E-way Bills in volume recorded a y-o-y growth of 7.52 per cent in August. PMI manufacturing remained in the expansionary zone at 56.2 in August 2022, the second highest since November 2021, supported by the growth of output and new orders and a fall in input cost inflation.

PMI Services stood at 57.2 in August 2022, driven by stronger gains in new business, ongoing improvements in demand, job creation, and overtime work.

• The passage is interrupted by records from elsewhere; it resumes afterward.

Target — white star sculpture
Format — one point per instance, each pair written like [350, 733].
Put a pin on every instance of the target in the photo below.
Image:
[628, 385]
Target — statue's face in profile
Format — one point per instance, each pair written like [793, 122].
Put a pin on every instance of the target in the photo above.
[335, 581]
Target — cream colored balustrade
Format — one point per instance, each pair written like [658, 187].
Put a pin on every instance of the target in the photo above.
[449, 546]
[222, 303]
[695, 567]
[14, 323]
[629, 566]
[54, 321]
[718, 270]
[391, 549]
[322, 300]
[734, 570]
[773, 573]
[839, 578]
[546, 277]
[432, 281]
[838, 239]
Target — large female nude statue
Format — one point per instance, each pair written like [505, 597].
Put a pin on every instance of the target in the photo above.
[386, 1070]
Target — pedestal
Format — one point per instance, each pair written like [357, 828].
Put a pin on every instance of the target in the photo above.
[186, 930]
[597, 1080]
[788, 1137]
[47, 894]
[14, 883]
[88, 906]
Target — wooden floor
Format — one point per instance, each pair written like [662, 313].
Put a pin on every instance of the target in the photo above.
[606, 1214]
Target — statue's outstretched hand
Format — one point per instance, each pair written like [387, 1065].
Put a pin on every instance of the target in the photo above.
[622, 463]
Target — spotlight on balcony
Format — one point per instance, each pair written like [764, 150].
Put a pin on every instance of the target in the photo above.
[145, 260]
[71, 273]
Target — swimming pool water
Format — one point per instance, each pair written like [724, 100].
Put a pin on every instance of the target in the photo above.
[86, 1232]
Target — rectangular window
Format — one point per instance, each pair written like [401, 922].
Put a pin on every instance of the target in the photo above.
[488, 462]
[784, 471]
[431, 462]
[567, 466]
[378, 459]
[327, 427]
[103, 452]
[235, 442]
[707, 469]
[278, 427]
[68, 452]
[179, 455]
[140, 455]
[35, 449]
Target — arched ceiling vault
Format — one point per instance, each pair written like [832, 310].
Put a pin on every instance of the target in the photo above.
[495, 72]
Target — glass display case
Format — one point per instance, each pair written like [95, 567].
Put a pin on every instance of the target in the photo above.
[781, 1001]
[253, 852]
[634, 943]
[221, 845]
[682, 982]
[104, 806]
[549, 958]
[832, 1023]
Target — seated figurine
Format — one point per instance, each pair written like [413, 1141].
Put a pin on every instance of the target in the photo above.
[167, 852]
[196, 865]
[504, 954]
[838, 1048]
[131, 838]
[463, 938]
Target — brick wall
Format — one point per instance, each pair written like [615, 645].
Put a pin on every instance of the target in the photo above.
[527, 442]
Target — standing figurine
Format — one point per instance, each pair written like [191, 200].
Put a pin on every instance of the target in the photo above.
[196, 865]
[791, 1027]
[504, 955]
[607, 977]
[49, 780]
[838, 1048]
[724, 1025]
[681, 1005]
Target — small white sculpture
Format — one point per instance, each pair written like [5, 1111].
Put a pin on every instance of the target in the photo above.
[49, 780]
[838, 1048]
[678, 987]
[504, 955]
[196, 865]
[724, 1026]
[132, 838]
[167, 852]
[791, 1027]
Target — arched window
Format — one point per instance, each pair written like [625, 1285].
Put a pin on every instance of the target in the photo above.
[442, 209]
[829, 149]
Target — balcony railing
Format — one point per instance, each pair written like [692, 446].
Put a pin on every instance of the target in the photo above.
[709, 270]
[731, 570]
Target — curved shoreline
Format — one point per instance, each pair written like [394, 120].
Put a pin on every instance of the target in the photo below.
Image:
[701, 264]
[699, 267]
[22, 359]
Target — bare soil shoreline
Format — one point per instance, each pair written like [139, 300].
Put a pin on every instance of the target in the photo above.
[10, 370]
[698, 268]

According to RBI’s Industrial outlook survey, more than 50 per cent of the respondents perceive an improvement in capacity utilisation, increase in employment, and enhancement in a financial situation in Q2 of 2022-23.

Commenting on the latest tax collection number, Rohinton Sidhwa, Partner with Deloitte India noticed a striking statistic is that the amount and number of refunds issued compared to the previous year. “This appears to be because of the enhanced automated return processing capability engine finally working. This augurs well for taxpayers,” he said.